IB: It is extremely important that women pursue STEM degrees. The field is rapidly changing to become more inclusive but there is still a long way to go. We need more diversity in science not only with respect to gender, but race, socio-economic background, age, sexual orientation and more. It can sometimes be hard to be the only woman in on a project or in a class. However, good mentors and friends will help you through anything. There is no one piece of advice that I’d give to women interested in pursuing a degree and career in the physical sciences. It is important that you realize that your journey will be different than anyone else’s. It may be longer, shorter, harder or easier but that’s okay. I think it’s mostly important to remember that as long as you are doing your best that’s all you can control. Additionally, as I said above, find a mentor and things will be easier.

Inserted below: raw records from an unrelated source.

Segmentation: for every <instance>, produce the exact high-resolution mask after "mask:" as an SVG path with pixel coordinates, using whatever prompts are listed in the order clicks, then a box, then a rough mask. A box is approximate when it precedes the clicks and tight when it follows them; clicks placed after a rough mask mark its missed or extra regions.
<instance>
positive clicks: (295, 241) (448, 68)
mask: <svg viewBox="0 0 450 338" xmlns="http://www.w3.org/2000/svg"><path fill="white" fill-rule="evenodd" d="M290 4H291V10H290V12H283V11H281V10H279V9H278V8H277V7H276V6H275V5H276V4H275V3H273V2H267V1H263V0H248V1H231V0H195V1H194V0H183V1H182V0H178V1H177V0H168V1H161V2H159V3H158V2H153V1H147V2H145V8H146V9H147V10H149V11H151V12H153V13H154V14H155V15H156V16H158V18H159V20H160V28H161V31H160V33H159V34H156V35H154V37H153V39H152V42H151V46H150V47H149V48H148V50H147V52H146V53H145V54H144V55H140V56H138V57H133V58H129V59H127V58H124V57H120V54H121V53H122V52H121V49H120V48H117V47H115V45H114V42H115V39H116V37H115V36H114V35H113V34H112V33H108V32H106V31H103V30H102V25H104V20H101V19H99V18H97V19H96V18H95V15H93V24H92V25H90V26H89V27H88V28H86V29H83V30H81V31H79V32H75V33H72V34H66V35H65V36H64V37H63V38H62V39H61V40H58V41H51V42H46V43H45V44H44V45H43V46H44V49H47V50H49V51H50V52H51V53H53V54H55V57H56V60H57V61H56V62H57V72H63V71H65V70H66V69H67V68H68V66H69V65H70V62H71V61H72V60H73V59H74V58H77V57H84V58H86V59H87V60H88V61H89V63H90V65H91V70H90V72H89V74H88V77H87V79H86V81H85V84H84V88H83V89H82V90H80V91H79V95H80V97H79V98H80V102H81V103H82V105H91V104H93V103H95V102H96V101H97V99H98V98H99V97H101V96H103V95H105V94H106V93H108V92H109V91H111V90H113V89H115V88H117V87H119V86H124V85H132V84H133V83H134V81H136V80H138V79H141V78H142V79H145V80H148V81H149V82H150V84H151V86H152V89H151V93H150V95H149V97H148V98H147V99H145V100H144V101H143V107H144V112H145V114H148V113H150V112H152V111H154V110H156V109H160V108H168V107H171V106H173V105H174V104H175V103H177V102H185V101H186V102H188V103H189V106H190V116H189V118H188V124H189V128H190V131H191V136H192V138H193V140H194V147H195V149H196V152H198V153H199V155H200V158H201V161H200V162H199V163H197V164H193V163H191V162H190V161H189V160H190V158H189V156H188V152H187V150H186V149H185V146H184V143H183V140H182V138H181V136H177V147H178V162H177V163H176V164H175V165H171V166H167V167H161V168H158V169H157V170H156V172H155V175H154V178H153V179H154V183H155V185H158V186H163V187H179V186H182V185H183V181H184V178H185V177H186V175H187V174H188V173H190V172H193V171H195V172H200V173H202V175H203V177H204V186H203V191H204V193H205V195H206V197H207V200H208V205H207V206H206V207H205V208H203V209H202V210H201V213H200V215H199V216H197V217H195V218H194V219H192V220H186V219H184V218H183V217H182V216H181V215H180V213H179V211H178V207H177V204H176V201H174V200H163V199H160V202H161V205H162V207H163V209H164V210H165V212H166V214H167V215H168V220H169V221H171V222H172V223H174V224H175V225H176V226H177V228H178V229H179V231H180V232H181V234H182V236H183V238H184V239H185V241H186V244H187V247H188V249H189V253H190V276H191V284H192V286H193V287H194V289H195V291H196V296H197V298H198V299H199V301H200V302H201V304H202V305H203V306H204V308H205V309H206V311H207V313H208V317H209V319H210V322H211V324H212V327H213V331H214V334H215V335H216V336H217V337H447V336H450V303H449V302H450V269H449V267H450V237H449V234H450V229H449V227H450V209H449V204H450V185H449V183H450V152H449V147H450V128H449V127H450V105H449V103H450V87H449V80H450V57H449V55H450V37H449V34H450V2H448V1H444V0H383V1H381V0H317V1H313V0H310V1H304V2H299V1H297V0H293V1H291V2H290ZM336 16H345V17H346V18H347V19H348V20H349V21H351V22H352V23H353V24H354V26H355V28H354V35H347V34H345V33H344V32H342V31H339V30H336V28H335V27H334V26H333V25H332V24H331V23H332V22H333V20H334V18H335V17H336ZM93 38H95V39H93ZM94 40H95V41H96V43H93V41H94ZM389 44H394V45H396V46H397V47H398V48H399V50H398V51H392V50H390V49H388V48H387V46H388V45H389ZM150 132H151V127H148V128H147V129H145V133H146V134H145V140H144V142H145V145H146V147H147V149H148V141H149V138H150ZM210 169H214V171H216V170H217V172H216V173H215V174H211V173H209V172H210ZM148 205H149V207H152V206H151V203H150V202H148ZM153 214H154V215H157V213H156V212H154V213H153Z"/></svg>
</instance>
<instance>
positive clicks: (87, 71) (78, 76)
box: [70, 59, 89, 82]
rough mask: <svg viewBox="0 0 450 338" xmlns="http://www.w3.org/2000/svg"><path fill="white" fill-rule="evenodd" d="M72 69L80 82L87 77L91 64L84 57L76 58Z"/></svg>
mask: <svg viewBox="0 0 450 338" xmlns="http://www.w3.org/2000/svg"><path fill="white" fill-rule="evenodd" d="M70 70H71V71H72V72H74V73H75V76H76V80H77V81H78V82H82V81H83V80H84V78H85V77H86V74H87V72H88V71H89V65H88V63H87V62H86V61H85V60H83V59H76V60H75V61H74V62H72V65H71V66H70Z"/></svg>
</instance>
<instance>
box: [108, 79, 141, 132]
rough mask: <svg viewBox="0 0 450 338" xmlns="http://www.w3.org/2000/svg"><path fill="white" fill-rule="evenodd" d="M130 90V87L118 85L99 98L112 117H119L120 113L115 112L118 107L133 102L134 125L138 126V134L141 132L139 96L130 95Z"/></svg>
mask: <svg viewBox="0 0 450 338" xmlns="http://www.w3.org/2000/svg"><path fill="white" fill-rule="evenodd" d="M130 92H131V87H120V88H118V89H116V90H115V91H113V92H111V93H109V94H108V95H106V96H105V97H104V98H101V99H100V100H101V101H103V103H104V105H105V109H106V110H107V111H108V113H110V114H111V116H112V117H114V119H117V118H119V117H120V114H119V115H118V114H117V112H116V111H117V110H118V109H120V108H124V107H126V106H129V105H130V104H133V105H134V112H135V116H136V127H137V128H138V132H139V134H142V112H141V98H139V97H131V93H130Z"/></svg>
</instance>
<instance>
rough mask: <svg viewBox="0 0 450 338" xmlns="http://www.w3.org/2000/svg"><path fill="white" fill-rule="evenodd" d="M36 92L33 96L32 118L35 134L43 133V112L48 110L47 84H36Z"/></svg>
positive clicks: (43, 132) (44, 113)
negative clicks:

CCP: How important is research to an undergraduate student’s college experience?
IB: Research during undergraduate is the single most important part of your college experience. You can be an absolute perfect student with perfect grades and still be denied from graduate/professional programs for not having research experience. Of particular importance are summer research opportunities, most of which are fully funded and offer room and board. Even if you don’t have plans to get an advanced degree, undergraduate research is beneficial in many other ways. Research is a way to apply what you learn, develop problem solving skills, and learn how to ask important scientific questions. Research is how you take science out of the classroom and into the real world.
CCP: What skills, outside of academics (e.g. math and science) do students learn as a physical science major?
IB: Physical science degrees give you so much more than mastery of applied calculus or the periodic table. I think the most relevant is problem-solving skills. People often go on from degrees in STEM to fields like business, law, and consulting. This degree will teach you how to look at a variety of clues and draw conclusions. This may sound simple in theory but in practice it is often very, very hard. Other skills you’ll learn are time management, sorting through large amounts of info to find the important things, and critical thinking.
CCP: What advice do you have for high school students beginning the college search process?
IB: The most important suggestions I have for students looking at colleges is to follow your gut, look for scholarships, and find places where you get outside of the classroom opportunities. Classes are great and you’ll learn a lot, but finding a school where you’ll have the opportunity to work directly with experts in your field, and learn in a collaborative environment is the key to becoming the best scientist you can be.